The complainant, identified in the Pensions Ombudsman’s notes, issued this week, as Mr Smith, received various letters from Aegon about his guaranteed minimum pension and other annuity benefits.

Some of these letters quoted him an income of around £2,500 whereas others quoted around £5,000.

Smith was told by Aegon in 1981, when he deferred his pension, that it would not grow or alter in any way after that point.

On receiving multiple quotes from Aegon’s subsidiary Scottish Equitable via letter, Smith asked his IFA to confirm which was the true figure.

In October 2008, Scottish Equitable wrongly told Smith’s IFA that £5,000 was the correct quote.

Acting on this quote, rather than that of £2,500, Smith sold his home, paid off some debts and took out a £20,000 interest-only mortgage on a new property with Northern Rock in January 2009.

Smith’s actual income from his pension has left him struggling with mortgage repayments.

He complained to the ombudsman that he will not be able to pay off the mortgage and leave as much to his children as he had wanted.

The Ombudsman, Tony King, ruled that Aegon’s varying quotes for Smith’s pension amounted to maladministration.

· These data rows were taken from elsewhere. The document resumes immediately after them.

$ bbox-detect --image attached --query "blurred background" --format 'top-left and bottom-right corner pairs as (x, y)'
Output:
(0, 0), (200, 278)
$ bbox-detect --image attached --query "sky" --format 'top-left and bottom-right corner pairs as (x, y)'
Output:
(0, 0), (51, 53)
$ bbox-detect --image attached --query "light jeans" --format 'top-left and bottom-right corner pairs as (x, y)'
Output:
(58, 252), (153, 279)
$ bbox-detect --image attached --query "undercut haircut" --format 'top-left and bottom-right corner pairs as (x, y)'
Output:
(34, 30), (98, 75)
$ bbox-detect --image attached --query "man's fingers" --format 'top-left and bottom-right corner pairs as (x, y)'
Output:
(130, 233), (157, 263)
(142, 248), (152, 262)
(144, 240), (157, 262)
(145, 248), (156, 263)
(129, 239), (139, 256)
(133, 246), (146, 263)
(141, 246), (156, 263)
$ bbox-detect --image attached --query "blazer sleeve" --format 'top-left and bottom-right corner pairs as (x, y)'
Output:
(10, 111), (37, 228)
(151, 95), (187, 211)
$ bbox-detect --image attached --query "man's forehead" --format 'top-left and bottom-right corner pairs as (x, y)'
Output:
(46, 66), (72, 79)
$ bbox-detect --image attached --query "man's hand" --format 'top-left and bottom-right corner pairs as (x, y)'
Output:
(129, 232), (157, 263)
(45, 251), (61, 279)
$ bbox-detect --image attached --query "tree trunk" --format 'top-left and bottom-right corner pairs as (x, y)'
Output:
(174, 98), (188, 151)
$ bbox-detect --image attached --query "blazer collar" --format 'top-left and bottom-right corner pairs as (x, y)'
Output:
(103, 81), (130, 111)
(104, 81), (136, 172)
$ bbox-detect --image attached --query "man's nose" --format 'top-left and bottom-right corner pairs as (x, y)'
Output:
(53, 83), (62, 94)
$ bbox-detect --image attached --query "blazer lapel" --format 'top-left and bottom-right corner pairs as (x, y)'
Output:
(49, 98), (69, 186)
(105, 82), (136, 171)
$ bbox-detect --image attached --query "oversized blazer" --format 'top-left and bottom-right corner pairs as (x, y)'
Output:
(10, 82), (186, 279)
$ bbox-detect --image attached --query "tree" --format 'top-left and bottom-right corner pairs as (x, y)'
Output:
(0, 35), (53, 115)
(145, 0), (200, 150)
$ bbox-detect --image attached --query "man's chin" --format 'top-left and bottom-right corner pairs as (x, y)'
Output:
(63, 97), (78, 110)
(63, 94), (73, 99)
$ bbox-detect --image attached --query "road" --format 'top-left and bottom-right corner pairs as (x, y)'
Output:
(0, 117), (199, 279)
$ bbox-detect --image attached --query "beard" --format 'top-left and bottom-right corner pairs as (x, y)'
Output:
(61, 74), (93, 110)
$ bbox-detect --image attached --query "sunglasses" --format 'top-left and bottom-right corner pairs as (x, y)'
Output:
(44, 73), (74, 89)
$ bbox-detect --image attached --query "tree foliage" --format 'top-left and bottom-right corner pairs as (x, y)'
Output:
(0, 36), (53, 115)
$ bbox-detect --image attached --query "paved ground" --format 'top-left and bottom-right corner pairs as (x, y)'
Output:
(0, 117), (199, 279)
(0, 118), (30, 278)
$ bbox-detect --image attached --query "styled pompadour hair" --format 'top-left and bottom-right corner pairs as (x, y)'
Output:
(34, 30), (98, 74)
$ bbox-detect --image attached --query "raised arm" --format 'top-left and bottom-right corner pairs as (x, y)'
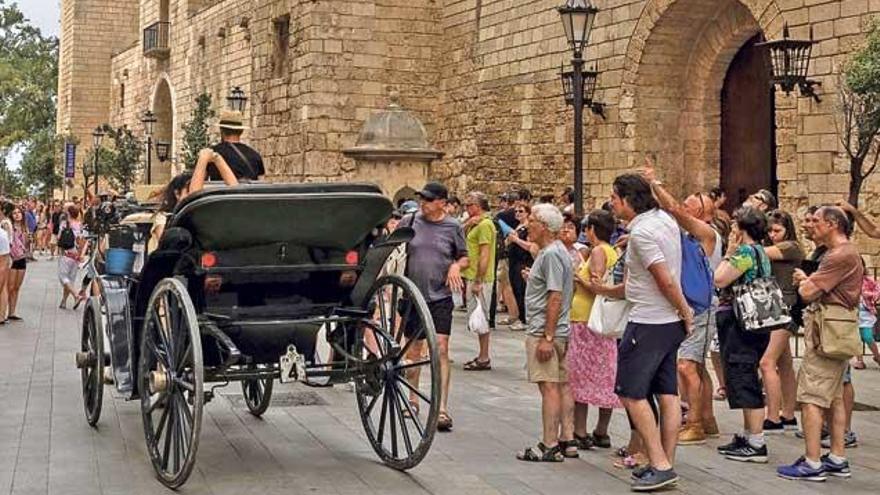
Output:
(643, 159), (716, 254)
(191, 149), (240, 193)
(837, 201), (880, 239)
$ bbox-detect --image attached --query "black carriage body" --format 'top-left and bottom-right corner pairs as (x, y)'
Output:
(105, 183), (401, 392)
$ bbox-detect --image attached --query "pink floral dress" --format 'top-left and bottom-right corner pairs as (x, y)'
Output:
(567, 243), (622, 408)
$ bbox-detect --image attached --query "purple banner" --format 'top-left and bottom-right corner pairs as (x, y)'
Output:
(64, 143), (76, 179)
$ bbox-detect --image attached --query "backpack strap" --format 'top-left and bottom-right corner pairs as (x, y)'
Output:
(228, 143), (257, 179)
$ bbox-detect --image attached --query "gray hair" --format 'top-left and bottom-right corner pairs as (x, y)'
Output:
(466, 191), (490, 211)
(532, 203), (564, 233)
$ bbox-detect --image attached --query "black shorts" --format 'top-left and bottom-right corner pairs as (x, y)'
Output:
(403, 297), (454, 339)
(615, 320), (686, 400)
(11, 258), (26, 270)
(716, 309), (770, 410)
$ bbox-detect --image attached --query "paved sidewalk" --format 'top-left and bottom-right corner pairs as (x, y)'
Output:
(1, 259), (880, 494)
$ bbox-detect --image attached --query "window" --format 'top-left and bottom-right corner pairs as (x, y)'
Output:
(120, 83), (125, 108)
(273, 15), (290, 78)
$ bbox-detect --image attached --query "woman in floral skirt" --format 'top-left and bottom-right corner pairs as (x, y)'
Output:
(567, 209), (622, 450)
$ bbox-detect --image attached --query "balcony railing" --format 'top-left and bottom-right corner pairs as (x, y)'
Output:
(143, 21), (170, 58)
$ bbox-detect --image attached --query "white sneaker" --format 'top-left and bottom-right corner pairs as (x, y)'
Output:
(510, 321), (527, 331)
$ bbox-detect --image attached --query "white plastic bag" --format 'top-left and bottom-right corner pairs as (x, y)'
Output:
(468, 298), (490, 335)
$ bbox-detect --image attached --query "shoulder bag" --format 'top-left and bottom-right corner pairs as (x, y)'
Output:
(587, 269), (630, 339)
(732, 245), (791, 333)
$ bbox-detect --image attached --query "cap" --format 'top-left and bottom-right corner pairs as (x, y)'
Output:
(416, 181), (448, 201)
(399, 200), (419, 214)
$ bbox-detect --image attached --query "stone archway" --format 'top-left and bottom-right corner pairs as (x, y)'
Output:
(151, 77), (175, 183)
(619, 0), (785, 196)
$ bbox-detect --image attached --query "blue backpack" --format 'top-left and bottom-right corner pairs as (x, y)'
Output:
(680, 231), (714, 315)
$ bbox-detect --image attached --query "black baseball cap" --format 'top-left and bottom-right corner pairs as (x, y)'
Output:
(416, 182), (448, 201)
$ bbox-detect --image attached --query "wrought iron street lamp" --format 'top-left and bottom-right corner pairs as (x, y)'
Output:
(156, 141), (171, 163)
(227, 86), (248, 112)
(557, 0), (599, 217)
(91, 126), (106, 197)
(141, 110), (157, 184)
(757, 23), (820, 102)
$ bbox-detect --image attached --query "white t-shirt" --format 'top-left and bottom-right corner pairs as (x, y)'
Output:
(625, 209), (683, 324)
(0, 226), (9, 256)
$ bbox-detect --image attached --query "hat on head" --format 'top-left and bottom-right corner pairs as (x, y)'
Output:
(416, 182), (448, 201)
(755, 189), (777, 209)
(399, 200), (419, 215)
(217, 110), (249, 131)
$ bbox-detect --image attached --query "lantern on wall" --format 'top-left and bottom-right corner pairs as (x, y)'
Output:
(227, 86), (248, 113)
(155, 141), (171, 163)
(560, 64), (604, 117)
(557, 0), (598, 56)
(757, 23), (820, 102)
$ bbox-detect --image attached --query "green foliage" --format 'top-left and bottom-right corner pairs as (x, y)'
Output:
(844, 20), (880, 97)
(0, 154), (24, 197)
(82, 146), (116, 194)
(18, 128), (62, 198)
(0, 0), (59, 195)
(81, 125), (142, 194)
(181, 93), (217, 170)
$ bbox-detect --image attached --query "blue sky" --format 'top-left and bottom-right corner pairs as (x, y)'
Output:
(5, 1), (60, 170)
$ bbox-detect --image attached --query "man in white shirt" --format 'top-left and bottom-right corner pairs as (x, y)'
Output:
(608, 174), (692, 492)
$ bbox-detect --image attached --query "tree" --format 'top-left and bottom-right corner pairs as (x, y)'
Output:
(0, 1), (59, 195)
(105, 125), (142, 192)
(18, 128), (62, 199)
(181, 93), (216, 169)
(82, 146), (116, 196)
(838, 20), (880, 208)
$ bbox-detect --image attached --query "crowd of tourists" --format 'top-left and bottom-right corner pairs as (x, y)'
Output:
(390, 161), (879, 491)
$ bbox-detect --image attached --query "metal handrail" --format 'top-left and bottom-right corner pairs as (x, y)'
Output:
(143, 21), (170, 54)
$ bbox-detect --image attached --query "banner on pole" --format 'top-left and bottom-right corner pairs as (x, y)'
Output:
(64, 143), (76, 179)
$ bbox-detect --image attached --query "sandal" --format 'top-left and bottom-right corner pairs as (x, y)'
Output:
(574, 433), (594, 450)
(559, 440), (580, 458)
(613, 453), (647, 470)
(402, 400), (420, 419)
(616, 447), (630, 458)
(7, 315), (22, 321)
(591, 431), (611, 448)
(437, 411), (453, 432)
(713, 386), (727, 401)
(852, 360), (866, 370)
(463, 357), (491, 371)
(516, 442), (563, 462)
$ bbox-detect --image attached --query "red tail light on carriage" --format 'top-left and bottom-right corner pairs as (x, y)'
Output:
(201, 252), (218, 268)
(345, 250), (359, 265)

He said Smith would not have taken out the mortgage that he chose if he had been given the correct pension quote.

He said he could not order Aegon to pay him the £5,000 pension as Smith had never been entitled to this.

However, King ruled that Aegon should give Smith £10,500 to pay off the remaining balance of his mortgage in order to put him in the position he would have been in had he been given the correct quote.